Pour autant, rien que pour le bien-être des enfants, elle avait hâte de pouvoir leur offrir ne serait-ce que quatre murs de toile bien souvent balayés par des bourrasques glacées.

Elle secoua la tête.

Rien ne servait d'avoir des pensées négatives aujourd'hui.

C'était une belle journée et approchant de l'école, elle entendait déjà les cris et les rires joyeux de quelques enfants. Son sourire revint instantanément.

Une minute plus tard, elle se retrouva devant toutes ces mines réjouies et sentit quelque chose gonfler en elle.

Oui, elle et la majeure partie de son peuple vivaient dans la boue et dans le froid. Oui, Baltar avait leur destin entre ses mains sales. Oui, les Cylons risquaient à tout moment de les retrouver et relancer le cycle infernal de la terreur et de la guerre, mais à cet instant précis et devant tant de bonheur, elle dût bien reconnaître qu'une petite once de positivisme était née, ou avait retrouvé sa place en elle.

« Bonjour tout le monde. »

Son ton traduisait combien l'engouement des enfants était communicatif. Même Tory, qui venait d'arriver, avait déjà le sourire jusqu'aux oreilles.
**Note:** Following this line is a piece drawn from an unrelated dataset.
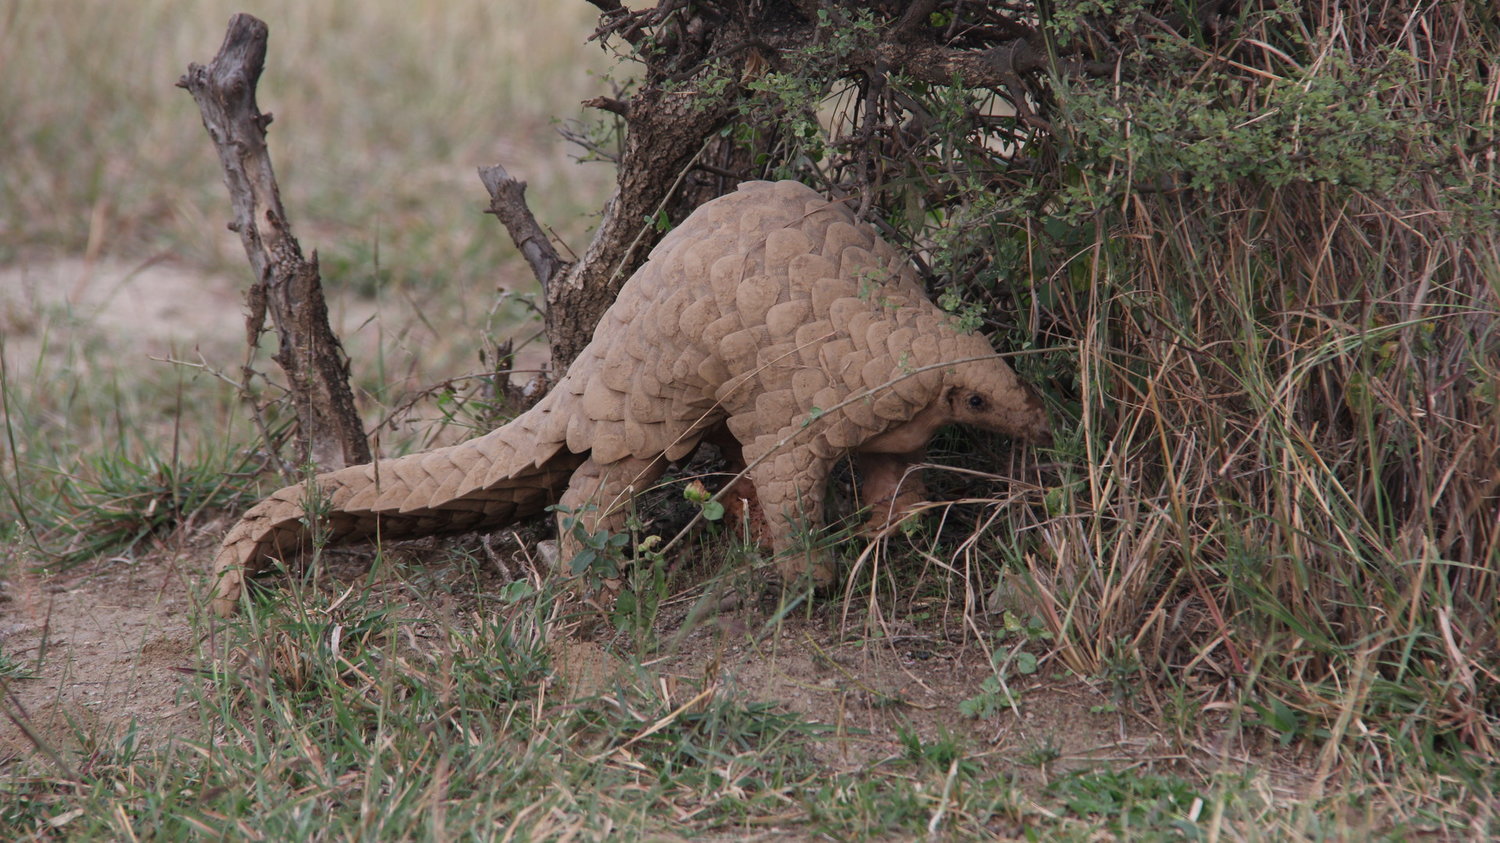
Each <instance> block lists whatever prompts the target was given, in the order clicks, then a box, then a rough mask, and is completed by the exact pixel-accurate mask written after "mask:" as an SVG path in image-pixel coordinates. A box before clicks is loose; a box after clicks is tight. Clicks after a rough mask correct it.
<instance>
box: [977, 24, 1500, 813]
mask: <svg viewBox="0 0 1500 843" xmlns="http://www.w3.org/2000/svg"><path fill="white" fill-rule="evenodd" d="M1089 9H1091V6H1089V5H1079V6H1074V7H1073V9H1068V7H1059V10H1058V13H1056V15H1055V17H1053V20H1052V21H1050V24H1052V26H1050V31H1052V34H1053V37H1056V39H1059V40H1070V39H1098V40H1100V43H1107V45H1112V49H1113V55H1112V60H1113V62H1115V63H1116V66H1118V69H1119V71H1118V77H1116V78H1112V80H1094V81H1082V80H1068V81H1059V83H1058V86H1056V89H1055V90H1053V92H1052V96H1055V101H1053V102H1052V105H1053V108H1055V111H1053V120H1055V130H1056V133H1055V135H1053V136H1050V138H1047V139H1046V142H1041V144H1037V145H1034V147H1031V148H1029V150H1025V151H1023V154H1025V153H1026V151H1029V153H1031V154H1032V156H1034V157H1032V160H1031V162H1029V165H1031V166H1034V168H1035V171H1038V172H1040V174H1041V177H1038V178H1032V180H1031V181H1029V183H1028V184H1026V186H1025V189H1023V190H1017V192H1016V193H1013V195H1002V196H996V198H993V199H983V201H975V202H974V204H972V205H971V208H969V211H971V213H972V217H971V219H969V225H974V226H977V228H980V226H990V228H992V231H993V237H992V240H990V243H992V248H993V255H995V260H996V263H999V264H1002V269H1001V270H999V272H998V276H1001V278H1010V279H1025V278H1028V276H1031V275H1032V273H1034V270H1035V272H1040V273H1041V276H1040V278H1035V282H1034V285H1031V288H1029V290H1020V291H1017V290H1014V288H1016V287H1017V285H1016V284H1014V282H1011V290H1013V293H1014V294H1016V296H1019V297H1020V299H1022V300H1029V302H1031V303H1032V308H1034V312H1035V314H1037V320H1038V326H1040V327H1041V330H1043V332H1044V333H1046V335H1050V338H1052V345H1055V347H1064V348H1067V351H1058V353H1056V354H1053V356H1052V357H1049V359H1047V360H1046V363H1044V366H1050V369H1043V368H1041V366H1040V368H1038V371H1040V372H1043V374H1047V375H1052V377H1053V381H1052V383H1053V387H1055V398H1056V399H1059V401H1061V402H1062V404H1064V405H1065V407H1067V408H1068V411H1070V413H1071V414H1073V416H1074V423H1076V425H1074V429H1073V432H1071V435H1070V438H1068V441H1067V443H1065V444H1064V446H1062V449H1061V456H1062V458H1064V459H1062V460H1061V463H1059V465H1061V474H1059V475H1058V478H1056V484H1055V487H1053V492H1052V493H1050V495H1049V499H1047V504H1049V510H1050V514H1052V516H1053V517H1047V519H1046V520H1041V522H1040V523H1037V525H1034V531H1032V535H1034V544H1032V546H1031V547H1028V549H1026V552H1025V567H1026V571H1025V573H1026V576H1025V579H1026V580H1028V583H1029V594H1031V600H1032V606H1034V607H1035V610H1037V612H1038V613H1041V615H1043V616H1046V618H1049V621H1050V622H1052V624H1053V625H1055V627H1056V628H1055V631H1056V633H1058V636H1059V637H1058V640H1059V645H1061V655H1062V658H1064V660H1065V661H1067V663H1068V664H1070V666H1071V667H1074V669H1077V670H1082V672H1089V673H1095V672H1100V670H1101V669H1104V667H1107V666H1109V664H1112V663H1115V661H1118V660H1119V658H1142V660H1145V661H1146V663H1148V664H1151V666H1154V667H1155V669H1157V670H1158V672H1160V673H1161V675H1164V676H1169V678H1170V679H1172V681H1175V682H1182V684H1185V685H1187V687H1190V688H1194V690H1196V691H1199V693H1200V697H1199V700H1200V702H1202V703H1209V702H1215V700H1220V702H1223V700H1229V702H1233V703H1242V705H1244V706H1245V708H1242V709H1241V711H1245V712H1247V715H1248V720H1250V721H1251V723H1256V724H1259V726H1263V727H1265V732H1266V733H1268V735H1272V736H1277V738H1280V739H1281V741H1283V742H1287V741H1290V739H1295V738H1317V741H1319V744H1320V745H1322V747H1323V750H1322V754H1320V756H1319V772H1320V774H1322V775H1325V777H1326V775H1328V774H1329V772H1332V771H1334V769H1335V768H1338V766H1340V765H1347V766H1350V768H1355V769H1362V768H1367V769H1376V768H1380V769H1391V768H1392V766H1395V768H1400V766H1403V765H1406V763H1409V762H1415V763H1421V765H1428V763H1439V765H1440V766H1449V765H1451V766H1452V768H1454V769H1458V771H1463V772H1461V774H1460V775H1461V777H1463V778H1475V777H1481V778H1488V780H1490V781H1488V784H1490V786H1491V787H1493V784H1494V781H1493V775H1494V774H1493V769H1491V771H1490V772H1485V769H1487V766H1488V762H1487V760H1484V759H1490V757H1493V756H1494V753H1496V751H1497V750H1500V682H1497V676H1496V673H1494V664H1497V663H1500V610H1497V604H1500V180H1497V175H1500V169H1497V141H1500V136H1497V127H1496V118H1494V117H1496V107H1497V102H1500V72H1497V68H1496V65H1494V55H1496V54H1497V52H1500V23H1497V20H1496V17H1494V12H1493V9H1488V6H1487V5H1482V3H1448V5H1425V6H1421V7H1406V6H1403V7H1401V10H1400V12H1398V10H1397V7H1395V6H1388V7H1380V9H1376V7H1373V9H1370V10H1362V12H1353V10H1349V9H1347V7H1344V6H1341V5H1305V6H1304V5H1298V3H1247V5H1244V7H1242V9H1241V12H1239V15H1238V17H1232V18H1214V20H1199V21H1197V23H1199V26H1197V27H1190V26H1181V27H1179V30H1172V28H1169V27H1166V26H1163V24H1161V20H1160V18H1157V17H1155V15H1154V12H1152V9H1154V7H1152V6H1151V5H1128V7H1125V9H1124V10H1122V12H1119V13H1116V15H1098V17H1092V15H1089V13H1088V12H1089ZM1157 12H1160V9H1158V10H1157ZM1179 24H1181V21H1179Z"/></svg>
« Bonjour Madame la Présidente, répondirent les enfants en choeur.

— Ah non, je ne suis plus présidente, expliqua-t-elle en jetant un œil sarcastique vers sa conseillère. C'est Gaius Baltar, le Président. Désormais, il faudra m'appeler Laura, ou Ms Roslin si vous préférez. C'est aussi valable pour vous, indiqua-t-elle a Tory et Maya. »

Les deux jeunes femmes acquiescèrent avec le sourire.

« Bien, avant de rentrer, je vais vous expliquer quelque chose les enfants. Quand vous allez rentrer dans la classe, vous allez directement vous asseoir, mais je veux voir les plus jeunes devant et les plus vieux derrière. D'accord ? »

Tous hochèrent de la tête.

« Alors allez-y et en silence, s'il-vous-plaît. »

Une fois tous les enfants entrés, Tory s'approcha d'elle et lui demanda avec un sourire en coin :

« Prête ?

— J'ai survécu à diverses sessions mouvementées avec le Quorum, plusieurs prises de têtes majeures avec Adar, quelques unes avec Bill aussi qui furent d'ailleurs bien plus mémorables que tout le reste et, j'ai surtout déjà été enseignante avant de me laisser happer par la politique … Je pense que je devrai survivre. »

Cette tirade eût pour unique effet de faire ricaner Maya. La jeune femme porta aussitôt sa main à sa bouche et eut la décence de paraître au moins à moitié désolée.

Sans plus attendre, Laura rentra dans la classe, prête à commencer son cours et sa nouvelle vie.

Quelques heures plus tard, vers le milieu d'après-midi, c'était une Laura épuisée qui suivait les enfants hors de la tente alors que leurs parents venaient les chercher. Contrairement à elle, les enfants semblaient avoir toujours la même énergie que ce matin.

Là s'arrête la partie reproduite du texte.